Arnold Mickens

No. 27
- Position: Running back

Personal information
- Born: October 12, 1972 Indianapolis, Indiana, U.S.
- Died: January 18, 2022 (aged 49) Indianapolis, Indiana, U.S.
- Listed height: 5 ft 11 in (1.80 m)
- Listed weight: 217 lb (98 kg)

Career information
- High school: Broad Ripple (Indianapolis)
- College: Indiana (1991–1993) Butler (1994–1995)
- NFL draft: 1996: undrafted

Career history
- Indianapolis Colts (1996–1997);
- Stats at Pro Football Reference

= Arnold Mickens =

American football player (1972–2022)

Arnold Lee Mickens Jr. (October 12, 1972 – January 18, 2022) was an American professional football running back who played one season with the Indianapolis Colts of the National Football League (NFL). He played college football at Indiana University Bloomington and Butler University.

==Early life==
Arnold Lee Mickens Jr. was born on October 12, 1972, in Indianapolis, Indiana. He attended Broad Ripple High School in Indianapolis. He was a linebacker and running back on the football team at Broad Ripple High, earning all-state honors.

==College career==
Mickens was a member of the Indiana Hoosiers of the Indiana University Bloomington from 1991 to 1993 and a two-year letterman from 1992 to 1993. He redshirted the 1991 season, and played several positions on the scout team. He was converted to linebacker full-time in 1992 and started one game that year, recording 34 tackles and one sack.

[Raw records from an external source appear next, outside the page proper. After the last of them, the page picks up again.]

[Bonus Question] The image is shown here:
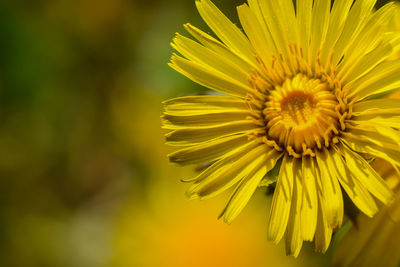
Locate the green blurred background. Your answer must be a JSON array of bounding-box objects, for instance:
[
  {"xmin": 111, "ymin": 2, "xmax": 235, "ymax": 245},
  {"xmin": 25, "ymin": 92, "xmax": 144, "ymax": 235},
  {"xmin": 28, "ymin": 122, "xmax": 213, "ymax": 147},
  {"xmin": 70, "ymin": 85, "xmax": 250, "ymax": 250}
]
[{"xmin": 0, "ymin": 0, "xmax": 394, "ymax": 267}]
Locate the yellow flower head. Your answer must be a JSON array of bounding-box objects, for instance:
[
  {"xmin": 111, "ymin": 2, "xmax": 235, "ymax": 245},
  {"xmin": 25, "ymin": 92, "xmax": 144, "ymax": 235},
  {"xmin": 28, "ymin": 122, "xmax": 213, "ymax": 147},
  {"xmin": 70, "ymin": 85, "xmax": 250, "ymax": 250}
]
[{"xmin": 163, "ymin": 0, "xmax": 400, "ymax": 256}]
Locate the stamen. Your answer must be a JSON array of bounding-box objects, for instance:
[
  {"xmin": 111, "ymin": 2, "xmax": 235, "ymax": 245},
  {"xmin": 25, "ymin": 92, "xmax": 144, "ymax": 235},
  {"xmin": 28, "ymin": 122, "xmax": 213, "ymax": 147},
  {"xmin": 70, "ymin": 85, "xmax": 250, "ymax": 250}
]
[{"xmin": 246, "ymin": 43, "xmax": 357, "ymax": 158}]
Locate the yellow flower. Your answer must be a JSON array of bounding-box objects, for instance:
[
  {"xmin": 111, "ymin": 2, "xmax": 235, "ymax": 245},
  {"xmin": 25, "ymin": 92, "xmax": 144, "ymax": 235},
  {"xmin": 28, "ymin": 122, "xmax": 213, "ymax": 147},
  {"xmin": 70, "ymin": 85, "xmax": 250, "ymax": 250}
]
[
  {"xmin": 333, "ymin": 160, "xmax": 400, "ymax": 267},
  {"xmin": 163, "ymin": 0, "xmax": 400, "ymax": 256}
]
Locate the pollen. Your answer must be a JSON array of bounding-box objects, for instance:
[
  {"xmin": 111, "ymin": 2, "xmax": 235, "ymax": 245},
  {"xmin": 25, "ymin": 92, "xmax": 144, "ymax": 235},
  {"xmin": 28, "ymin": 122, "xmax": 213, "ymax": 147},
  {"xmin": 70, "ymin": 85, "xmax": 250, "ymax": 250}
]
[{"xmin": 249, "ymin": 45, "xmax": 352, "ymax": 158}]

He garnered Big Ten all-academic team recognition in 1992. He played in seven games in 1993, posting four tackles.

Mickens then transferred to play for the Butler Bulldogs of Butler University, where he was a two-year letterman at running back from 1994 to 1995. He rushed for an NCAA Division I-AA record 2,255 yards in 1994. He rushed for over 200 yards in an NCAA Division I-AA record eight straight games in 1994 as well. Mickens also set NCA Division I-AA records in single-game rushing attempts with 56, most consecutive rushing attempts by the same player with 26, and career rushing yards per game with 190.7. He majored in public and corporate communications at Butler. He was inducted into Butler's athletics hall of fame in 2009.

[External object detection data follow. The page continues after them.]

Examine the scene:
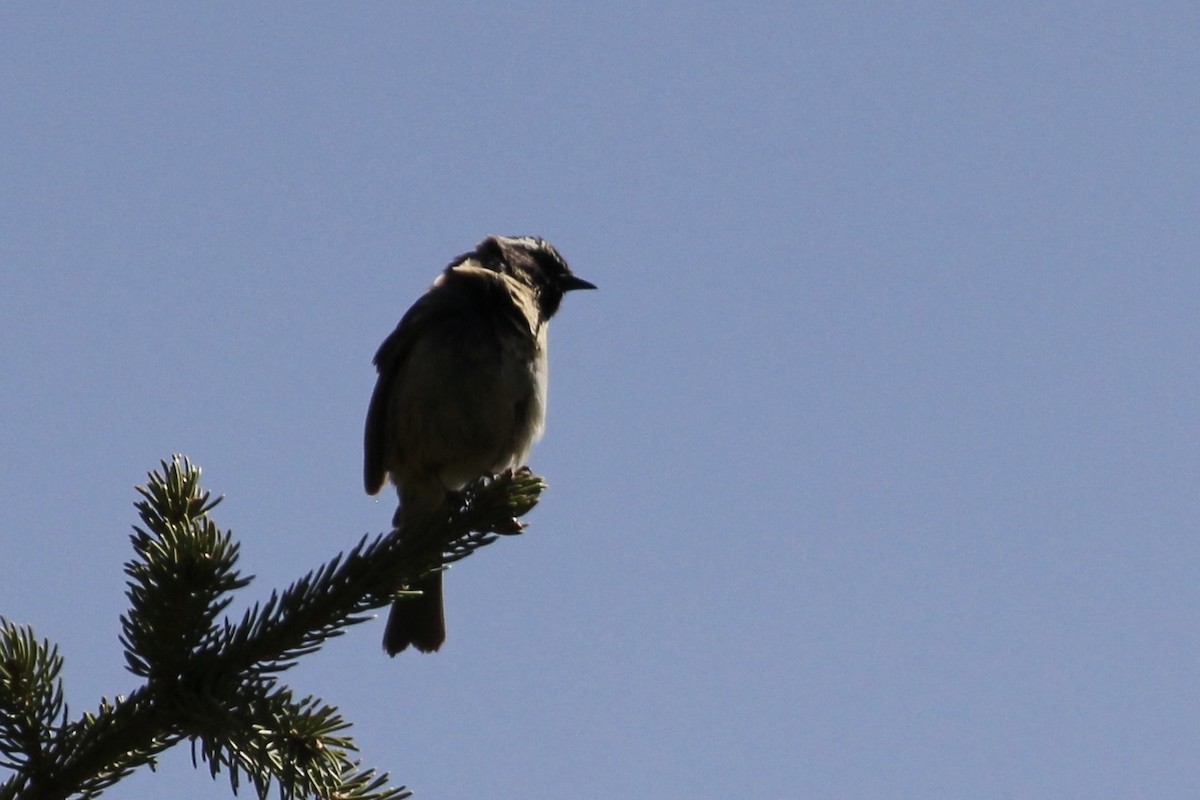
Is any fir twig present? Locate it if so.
[0,457,545,800]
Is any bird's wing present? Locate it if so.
[362,264,530,494]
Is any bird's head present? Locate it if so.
[472,236,595,319]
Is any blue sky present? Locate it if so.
[0,2,1200,799]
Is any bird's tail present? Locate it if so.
[383,487,446,656]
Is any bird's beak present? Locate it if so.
[563,275,596,291]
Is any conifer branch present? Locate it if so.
[0,457,545,800]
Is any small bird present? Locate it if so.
[362,236,595,656]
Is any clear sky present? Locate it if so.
[0,1,1200,800]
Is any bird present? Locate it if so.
[362,235,596,656]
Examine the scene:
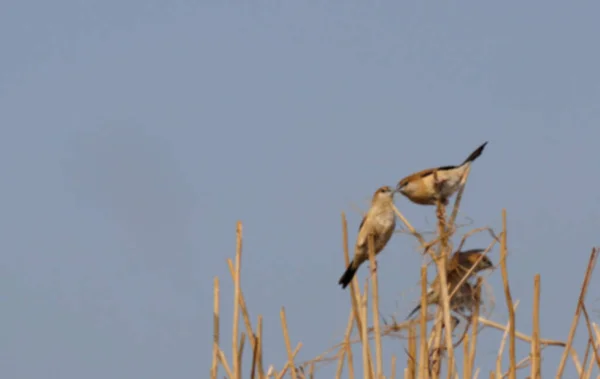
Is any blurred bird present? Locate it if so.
[396,141,487,205]
[338,186,396,288]
[406,249,494,319]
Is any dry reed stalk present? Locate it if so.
[278,342,302,379]
[531,274,541,379]
[238,332,246,372]
[479,316,567,347]
[365,235,383,379]
[582,339,592,376]
[210,277,219,379]
[218,348,233,378]
[434,197,454,379]
[279,307,297,379]
[494,300,519,378]
[565,344,583,377]
[428,307,443,379]
[342,212,364,372]
[231,221,242,379]
[556,248,598,377]
[500,209,517,379]
[406,324,417,379]
[308,362,315,379]
[463,334,471,378]
[256,315,265,379]
[227,258,264,375]
[360,280,374,379]
[581,302,600,368]
[468,278,483,378]
[415,265,429,379]
[335,312,354,379]
[583,347,597,379]
[342,212,373,378]
[250,326,262,379]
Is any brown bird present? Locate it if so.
[406,249,494,319]
[338,186,396,288]
[396,141,487,205]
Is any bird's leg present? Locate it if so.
[369,261,377,279]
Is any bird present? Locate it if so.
[406,249,494,319]
[396,141,487,205]
[338,186,396,289]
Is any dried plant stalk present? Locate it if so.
[556,248,598,377]
[279,307,297,379]
[500,209,517,379]
[365,235,383,379]
[531,274,541,379]
[210,277,219,379]
[231,221,242,379]
[419,265,429,378]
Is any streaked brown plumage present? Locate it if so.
[406,249,494,319]
[396,141,487,205]
[338,186,396,288]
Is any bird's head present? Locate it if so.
[463,250,494,272]
[373,186,396,202]
[396,178,409,195]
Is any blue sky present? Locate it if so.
[0,0,600,379]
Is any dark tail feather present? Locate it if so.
[461,141,487,166]
[338,261,359,288]
[405,304,421,320]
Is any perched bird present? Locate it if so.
[396,141,487,205]
[338,186,396,288]
[406,249,494,319]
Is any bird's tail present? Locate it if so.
[461,141,487,166]
[338,258,362,288]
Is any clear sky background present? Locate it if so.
[0,0,600,379]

He was a member of Phi Beta Sigma fraternity.

==Professional career==
After going undrafted in the 1996 NFL draft, Mickens signed with the Indianapolis Colts on April 26. He was released on August 28, signed to the team's practice squad on September 10, released again on September 23, and signed to the practice squad again on October 15. He was promoted to the active roster on October 18 and played in three games (primarily on special teams) for the Colts before being released on November 12. Mickens was signed to the practice squad the next day. He signed a futures contract with the Colts on January 6, 1997. He was released on July 18, 1997, after failing a physical. He was later waived on March 11, 1998.

==Personal life==
Mickens later worked as a counselor in the Indianapolis Public Schools system. He died on January 18, 2022, in Indianapolis at the age of 49.